Secondo le indagini dei carabinieri padre e figlio partiti da Palermo avrebbero raggiunto l’abitazione dell’ex a Villabate e avrebbero esploso alcuni colpi di pistola. La procura aveva chiesto la condanna a 16 anni.
Le prove si basavano sulla testimonianza di alcuni condomini e su un audio registrato da un condomino dove si sarebbe sentita la voce di Rosario Casamento. Ricostruzione e prove che erano state contestate dagli avvocati degli imputati Giovanni Castronovo e Domenico Cacocciola.
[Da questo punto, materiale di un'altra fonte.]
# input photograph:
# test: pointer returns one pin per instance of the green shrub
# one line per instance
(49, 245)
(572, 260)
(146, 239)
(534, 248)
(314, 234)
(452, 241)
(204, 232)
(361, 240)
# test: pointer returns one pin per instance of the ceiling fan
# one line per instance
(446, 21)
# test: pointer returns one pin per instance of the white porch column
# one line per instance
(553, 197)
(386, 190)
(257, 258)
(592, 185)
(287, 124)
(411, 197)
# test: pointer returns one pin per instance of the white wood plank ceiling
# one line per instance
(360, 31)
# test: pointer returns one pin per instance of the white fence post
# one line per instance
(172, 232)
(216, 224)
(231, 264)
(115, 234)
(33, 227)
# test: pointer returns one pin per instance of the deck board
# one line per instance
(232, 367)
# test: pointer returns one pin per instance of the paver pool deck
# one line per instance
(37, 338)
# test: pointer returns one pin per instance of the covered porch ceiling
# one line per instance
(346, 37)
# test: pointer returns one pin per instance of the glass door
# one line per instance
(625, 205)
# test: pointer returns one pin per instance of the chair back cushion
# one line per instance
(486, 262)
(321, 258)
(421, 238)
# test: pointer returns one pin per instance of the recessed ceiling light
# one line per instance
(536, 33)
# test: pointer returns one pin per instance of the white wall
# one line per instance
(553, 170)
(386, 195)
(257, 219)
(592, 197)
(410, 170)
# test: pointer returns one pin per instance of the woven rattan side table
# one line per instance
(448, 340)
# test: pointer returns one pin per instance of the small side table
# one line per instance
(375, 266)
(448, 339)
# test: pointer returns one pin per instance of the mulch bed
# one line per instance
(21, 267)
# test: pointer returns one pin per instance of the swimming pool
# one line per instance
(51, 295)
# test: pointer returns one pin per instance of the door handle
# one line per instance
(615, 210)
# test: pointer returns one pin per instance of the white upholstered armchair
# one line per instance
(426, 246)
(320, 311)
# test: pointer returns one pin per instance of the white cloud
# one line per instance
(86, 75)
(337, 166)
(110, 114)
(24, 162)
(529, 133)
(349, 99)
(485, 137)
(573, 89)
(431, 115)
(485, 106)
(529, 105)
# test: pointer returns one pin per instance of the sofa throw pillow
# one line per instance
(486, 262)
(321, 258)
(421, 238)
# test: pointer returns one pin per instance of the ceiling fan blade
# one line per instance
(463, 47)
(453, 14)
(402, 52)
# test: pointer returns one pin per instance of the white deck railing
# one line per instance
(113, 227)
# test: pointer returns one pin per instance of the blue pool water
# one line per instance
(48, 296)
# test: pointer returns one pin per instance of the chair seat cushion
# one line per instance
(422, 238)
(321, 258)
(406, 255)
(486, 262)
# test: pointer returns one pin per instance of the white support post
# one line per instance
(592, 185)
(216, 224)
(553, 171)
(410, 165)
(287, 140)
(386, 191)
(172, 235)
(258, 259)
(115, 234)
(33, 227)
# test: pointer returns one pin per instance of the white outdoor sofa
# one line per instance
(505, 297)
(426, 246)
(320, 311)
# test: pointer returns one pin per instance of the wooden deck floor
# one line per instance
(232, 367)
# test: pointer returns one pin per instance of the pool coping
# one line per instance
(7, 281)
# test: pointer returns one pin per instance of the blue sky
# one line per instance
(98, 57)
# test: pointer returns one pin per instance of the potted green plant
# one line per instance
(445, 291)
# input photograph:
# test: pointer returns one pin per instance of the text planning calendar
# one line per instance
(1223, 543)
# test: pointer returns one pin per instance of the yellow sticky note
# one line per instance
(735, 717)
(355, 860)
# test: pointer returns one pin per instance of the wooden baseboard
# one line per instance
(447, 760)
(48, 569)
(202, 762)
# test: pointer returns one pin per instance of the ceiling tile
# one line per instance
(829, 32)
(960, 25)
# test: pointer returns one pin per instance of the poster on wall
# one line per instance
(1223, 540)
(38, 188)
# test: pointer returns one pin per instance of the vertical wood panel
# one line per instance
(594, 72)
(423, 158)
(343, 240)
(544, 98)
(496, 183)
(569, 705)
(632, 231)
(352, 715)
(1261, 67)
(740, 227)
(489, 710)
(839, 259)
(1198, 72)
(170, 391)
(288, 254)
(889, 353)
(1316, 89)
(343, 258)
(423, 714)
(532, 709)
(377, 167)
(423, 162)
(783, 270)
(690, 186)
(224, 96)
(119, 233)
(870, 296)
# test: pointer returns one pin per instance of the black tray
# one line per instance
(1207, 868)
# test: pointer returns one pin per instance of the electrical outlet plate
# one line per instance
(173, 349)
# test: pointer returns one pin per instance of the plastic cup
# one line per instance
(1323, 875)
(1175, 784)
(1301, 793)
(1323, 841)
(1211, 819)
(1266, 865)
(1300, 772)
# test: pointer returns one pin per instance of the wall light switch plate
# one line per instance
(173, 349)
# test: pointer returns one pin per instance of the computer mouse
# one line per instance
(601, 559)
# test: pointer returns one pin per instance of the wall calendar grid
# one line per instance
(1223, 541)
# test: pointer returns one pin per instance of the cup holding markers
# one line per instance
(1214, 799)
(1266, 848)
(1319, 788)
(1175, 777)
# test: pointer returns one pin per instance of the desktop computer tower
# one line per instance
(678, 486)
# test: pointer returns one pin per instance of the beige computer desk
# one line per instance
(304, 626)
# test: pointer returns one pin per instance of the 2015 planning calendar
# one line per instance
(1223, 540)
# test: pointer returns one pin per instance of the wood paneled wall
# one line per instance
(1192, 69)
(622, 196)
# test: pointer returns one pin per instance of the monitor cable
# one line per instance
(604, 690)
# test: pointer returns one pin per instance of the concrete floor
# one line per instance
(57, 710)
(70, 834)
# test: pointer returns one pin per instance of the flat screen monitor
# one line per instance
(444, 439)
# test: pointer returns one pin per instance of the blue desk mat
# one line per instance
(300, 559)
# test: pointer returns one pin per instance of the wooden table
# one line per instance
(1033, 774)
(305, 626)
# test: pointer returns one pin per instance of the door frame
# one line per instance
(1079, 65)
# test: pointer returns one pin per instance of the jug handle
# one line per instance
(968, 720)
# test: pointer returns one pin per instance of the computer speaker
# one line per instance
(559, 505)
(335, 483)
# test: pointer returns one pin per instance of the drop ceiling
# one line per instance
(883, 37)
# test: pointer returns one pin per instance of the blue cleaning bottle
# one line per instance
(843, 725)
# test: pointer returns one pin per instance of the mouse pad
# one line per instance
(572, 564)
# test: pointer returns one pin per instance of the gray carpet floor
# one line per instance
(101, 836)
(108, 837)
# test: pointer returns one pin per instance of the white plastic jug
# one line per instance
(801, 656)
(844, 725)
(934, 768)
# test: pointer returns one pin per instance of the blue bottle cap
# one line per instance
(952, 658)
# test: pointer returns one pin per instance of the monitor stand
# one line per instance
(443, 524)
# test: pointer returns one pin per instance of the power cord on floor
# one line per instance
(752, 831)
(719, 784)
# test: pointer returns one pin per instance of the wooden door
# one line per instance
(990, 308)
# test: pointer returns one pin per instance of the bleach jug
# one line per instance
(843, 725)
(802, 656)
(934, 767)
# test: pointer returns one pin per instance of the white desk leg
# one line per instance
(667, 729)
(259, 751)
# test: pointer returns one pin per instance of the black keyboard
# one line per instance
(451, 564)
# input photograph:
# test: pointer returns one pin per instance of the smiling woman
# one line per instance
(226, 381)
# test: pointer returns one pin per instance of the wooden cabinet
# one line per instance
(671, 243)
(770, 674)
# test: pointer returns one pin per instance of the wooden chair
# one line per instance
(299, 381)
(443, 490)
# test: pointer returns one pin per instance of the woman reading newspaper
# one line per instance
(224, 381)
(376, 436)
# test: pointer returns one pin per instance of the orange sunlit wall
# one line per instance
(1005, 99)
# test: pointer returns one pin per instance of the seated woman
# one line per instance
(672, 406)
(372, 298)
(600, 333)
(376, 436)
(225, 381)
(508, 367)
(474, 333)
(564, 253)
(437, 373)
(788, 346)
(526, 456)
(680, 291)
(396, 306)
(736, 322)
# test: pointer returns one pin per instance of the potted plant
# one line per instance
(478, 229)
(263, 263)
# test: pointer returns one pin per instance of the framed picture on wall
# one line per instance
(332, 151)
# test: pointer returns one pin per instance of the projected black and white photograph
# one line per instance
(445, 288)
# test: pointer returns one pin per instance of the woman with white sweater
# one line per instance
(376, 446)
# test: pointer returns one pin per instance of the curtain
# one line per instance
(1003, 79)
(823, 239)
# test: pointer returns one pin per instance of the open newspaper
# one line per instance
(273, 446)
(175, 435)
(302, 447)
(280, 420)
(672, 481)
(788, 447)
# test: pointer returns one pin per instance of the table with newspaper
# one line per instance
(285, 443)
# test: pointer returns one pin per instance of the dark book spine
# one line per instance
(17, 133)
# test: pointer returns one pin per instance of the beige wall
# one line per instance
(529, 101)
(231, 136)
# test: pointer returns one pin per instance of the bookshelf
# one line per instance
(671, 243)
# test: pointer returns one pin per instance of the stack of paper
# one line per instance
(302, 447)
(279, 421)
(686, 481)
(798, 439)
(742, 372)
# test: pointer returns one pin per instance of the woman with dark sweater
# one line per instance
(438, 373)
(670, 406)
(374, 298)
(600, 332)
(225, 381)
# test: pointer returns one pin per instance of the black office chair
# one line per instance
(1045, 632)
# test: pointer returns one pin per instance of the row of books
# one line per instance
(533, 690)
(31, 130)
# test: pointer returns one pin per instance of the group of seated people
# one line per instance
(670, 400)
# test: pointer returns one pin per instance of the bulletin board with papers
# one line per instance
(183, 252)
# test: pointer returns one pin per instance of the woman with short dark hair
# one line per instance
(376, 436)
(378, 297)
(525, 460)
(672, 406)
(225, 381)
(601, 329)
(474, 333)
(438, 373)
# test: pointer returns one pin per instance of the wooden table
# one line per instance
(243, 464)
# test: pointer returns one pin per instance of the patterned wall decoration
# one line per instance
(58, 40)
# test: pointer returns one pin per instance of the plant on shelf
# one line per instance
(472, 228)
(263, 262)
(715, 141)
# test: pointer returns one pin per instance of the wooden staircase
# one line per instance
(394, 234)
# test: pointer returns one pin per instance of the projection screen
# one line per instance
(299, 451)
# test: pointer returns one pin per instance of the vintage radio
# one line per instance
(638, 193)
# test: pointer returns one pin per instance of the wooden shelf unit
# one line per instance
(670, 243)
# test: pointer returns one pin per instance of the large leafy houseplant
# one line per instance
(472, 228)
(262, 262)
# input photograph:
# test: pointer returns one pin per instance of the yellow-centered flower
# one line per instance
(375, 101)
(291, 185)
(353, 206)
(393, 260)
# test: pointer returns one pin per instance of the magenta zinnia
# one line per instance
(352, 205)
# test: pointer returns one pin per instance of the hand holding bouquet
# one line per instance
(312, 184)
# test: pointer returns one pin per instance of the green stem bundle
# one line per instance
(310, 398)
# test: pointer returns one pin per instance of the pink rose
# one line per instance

I periti fonici del tribunale Marco Zonaro e il consulente della difesa Marco Perino hanno sostenuto che fosse impossibile operare un raffronto fonico tra la voce dell’imputato con quella registrata nell’audio di whatsapp, troppo breve per effettuare una comparazione tra le due voci. I giudici hanno assolto entrambi gli imputati con la formula “per non aver commesso il fatto”. E’ stata disposta la scarcerazione di Rosario Casamento, che era detenuto dal novembre 2024 nel carcere Pagliarelli.